CEO Column

Jennifer Safavian | On the One Year Anniversary of the IRA, It’s Too Soon to Declare Success

Jennifer Safavian
August 31, 2023

The transition to electrification is the most significant transformation for the U.S auto industry since the Model-T. The monumental operational shifts the industry is undertaking will completely reshape global automotive supply chains, production lines, and consumer perspectives.

It’s been a year since the Inflation Reduction Act (IRA) became law. This sweeping legislation has had a tremendous impact on the U.S. automotive industry and has touched nearly every part of our sector, from sourcing raw materials all the way to consumers driving new cars off dealer lots. So, it begs the question, has this transformation benefited from the IRA?

On the manufacturing side, the IRA created many incentives that are encouraging a rapid build-out of America’s EV supply chain, and many of our allies and partners are following suit. Due to provisions such as the 45X Advanced Production Credit, many investments in batteries and materials had their timeframes moved up or were created whole-cloth to benefit from the credit. Benchmark Materials, an analysis group specializing in EV materials and supply chains, noted that since the passage of the IRA, the United States forecasted 2030 battery production capacity increased 67% due to these announced investments.

However, on the consumer side, it’s unclear if the IRA will have a similar beneficial impact. The 30D Consumer Clean Vehicle Credit has a slew of stipulations and requirements that leave only a few vehicles eligible for the tax credit, and the industry is still waiting for finalized guidance on material sourcing requirements. Currently, only 18 EV models out of over 90 available on the market are eligible for the 30D tax credit. That’s less than 20%. Granted, additional credit-eligible EV models will be hitting the U.S. market at the end of this year, with many more to follow over the coming decade. But, how the introduction of these models impacts the overall effectiveness of this credit remains to be seen.

Additionally, only buyers who are below income thresholds, which are static and not indexed to inflation, are eligible to claim this credit. Based on consumer surveys of EV buyers, many of these credit-eligible buyers are not the primary purchasers of EVs in today’s market.

EV market share of the U.S. new vehicle market has increased from around 7% in 2022 to approximately 8.5% so far this year, based on preliminary data. That’s good progress, but it is a lower growth rate than we have previously seen over the last several years. This is during the year when the IRA’s provisions are the least stringent and before inflation has had a chance to chip away at the pool of credit-eligible buyers and the value of the 30D credit itself.

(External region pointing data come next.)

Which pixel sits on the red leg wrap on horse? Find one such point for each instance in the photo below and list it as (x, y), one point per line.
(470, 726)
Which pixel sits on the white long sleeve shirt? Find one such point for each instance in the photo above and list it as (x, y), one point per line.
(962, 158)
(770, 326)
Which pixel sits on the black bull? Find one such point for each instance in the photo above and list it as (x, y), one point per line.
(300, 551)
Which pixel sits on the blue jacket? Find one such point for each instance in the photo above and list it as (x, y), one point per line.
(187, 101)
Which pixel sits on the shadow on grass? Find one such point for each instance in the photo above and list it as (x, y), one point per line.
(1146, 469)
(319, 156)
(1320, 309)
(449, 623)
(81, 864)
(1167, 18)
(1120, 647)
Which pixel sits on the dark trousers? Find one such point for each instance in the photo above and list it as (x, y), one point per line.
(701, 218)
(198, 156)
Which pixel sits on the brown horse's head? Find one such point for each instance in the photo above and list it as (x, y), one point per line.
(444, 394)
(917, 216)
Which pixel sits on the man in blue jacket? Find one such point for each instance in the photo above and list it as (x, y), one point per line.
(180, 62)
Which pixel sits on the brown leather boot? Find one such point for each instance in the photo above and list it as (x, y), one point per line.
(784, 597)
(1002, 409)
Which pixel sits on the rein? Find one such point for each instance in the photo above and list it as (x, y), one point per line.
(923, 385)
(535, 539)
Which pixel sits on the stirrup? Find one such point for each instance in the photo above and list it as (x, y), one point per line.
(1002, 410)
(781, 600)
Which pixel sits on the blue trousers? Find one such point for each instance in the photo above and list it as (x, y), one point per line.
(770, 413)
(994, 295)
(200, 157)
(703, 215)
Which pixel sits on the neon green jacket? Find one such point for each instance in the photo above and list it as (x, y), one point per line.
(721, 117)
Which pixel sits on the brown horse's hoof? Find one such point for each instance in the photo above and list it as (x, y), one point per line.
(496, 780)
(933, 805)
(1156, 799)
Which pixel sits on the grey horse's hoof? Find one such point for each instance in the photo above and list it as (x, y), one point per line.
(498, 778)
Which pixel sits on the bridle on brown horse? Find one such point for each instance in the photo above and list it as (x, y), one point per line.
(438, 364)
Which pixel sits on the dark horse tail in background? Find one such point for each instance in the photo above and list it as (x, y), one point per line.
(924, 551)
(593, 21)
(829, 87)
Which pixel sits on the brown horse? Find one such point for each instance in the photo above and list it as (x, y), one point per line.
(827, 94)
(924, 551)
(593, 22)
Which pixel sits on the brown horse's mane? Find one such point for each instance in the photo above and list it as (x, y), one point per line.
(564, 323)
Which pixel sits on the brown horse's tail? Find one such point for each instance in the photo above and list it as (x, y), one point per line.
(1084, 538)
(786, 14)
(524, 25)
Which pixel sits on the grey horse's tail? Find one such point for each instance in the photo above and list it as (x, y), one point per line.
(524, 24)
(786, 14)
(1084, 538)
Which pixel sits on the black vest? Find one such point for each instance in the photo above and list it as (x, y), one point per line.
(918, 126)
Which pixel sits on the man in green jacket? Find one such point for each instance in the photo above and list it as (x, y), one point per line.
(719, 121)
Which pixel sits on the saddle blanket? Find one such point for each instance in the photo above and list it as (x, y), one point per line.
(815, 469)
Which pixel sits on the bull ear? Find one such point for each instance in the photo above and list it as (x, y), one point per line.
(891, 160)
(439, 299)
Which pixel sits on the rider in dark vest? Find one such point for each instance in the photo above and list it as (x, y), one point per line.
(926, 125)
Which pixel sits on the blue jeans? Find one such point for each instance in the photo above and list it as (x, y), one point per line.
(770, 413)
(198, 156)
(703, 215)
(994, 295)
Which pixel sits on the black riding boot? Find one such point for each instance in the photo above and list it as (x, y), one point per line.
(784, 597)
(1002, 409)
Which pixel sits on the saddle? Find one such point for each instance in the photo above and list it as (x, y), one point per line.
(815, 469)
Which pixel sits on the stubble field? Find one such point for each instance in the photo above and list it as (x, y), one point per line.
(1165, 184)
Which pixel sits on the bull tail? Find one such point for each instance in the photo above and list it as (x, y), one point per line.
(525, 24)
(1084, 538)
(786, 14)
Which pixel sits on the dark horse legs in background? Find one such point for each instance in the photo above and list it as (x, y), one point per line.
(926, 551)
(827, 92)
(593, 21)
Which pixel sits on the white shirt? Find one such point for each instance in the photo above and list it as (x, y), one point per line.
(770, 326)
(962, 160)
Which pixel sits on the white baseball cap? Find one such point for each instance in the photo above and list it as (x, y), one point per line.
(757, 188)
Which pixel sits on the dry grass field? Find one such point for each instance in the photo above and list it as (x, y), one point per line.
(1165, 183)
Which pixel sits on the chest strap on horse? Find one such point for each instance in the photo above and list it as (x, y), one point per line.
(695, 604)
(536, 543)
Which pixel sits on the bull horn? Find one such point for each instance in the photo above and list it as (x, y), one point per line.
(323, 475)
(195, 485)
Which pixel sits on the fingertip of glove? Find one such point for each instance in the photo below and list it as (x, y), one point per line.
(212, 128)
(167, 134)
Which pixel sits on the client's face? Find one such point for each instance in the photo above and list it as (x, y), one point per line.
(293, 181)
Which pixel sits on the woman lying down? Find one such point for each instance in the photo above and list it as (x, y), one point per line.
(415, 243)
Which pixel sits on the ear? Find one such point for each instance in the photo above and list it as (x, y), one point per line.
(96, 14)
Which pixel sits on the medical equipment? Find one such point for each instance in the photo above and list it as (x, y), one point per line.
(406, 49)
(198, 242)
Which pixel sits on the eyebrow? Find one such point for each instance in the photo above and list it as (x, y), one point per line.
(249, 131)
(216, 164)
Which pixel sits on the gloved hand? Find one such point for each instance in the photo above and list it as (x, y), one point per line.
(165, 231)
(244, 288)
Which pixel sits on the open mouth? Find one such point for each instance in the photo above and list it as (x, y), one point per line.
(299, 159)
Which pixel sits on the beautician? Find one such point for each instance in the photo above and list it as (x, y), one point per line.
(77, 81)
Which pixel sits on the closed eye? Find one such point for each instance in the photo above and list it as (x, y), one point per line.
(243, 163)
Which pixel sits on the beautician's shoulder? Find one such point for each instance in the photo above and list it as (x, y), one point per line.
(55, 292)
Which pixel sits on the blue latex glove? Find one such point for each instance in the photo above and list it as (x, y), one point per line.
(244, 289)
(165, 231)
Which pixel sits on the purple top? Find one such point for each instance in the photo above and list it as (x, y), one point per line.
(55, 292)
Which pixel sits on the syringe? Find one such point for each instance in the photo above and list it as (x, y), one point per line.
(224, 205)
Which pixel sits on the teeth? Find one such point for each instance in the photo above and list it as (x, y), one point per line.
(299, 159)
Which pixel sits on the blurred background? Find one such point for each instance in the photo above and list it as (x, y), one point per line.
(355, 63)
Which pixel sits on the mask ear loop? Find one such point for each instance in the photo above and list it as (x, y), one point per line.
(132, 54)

Additionally, we do not yet know whether buyers were incentivized to purchase an EV due to the 30D credit or the 45W Commercial Clean Vehicle Credit, which consumers may utilize on a leased EV to reduce monthly payments. The 45W credit does not have the same stipulations as the 30D credit, allowing a broader range of consumers a full slate of EV options to choose from and receive a benefit. If the 45W credit has been a better tool for incentivizing EV acceptance, that’s not the best news for the IRA’s long-term impact on adoption rates, as this credit was written to diminish in value over time.

We hope that the IRA is successful at increasing EV adoption rates and supporting the industry as it endeavors to make this electrification shift. However, with only one year of the IRA behind us, it’s just too soon to determine whether the law has been a success at accomplishing its admirable goals or fell short of what’s needed.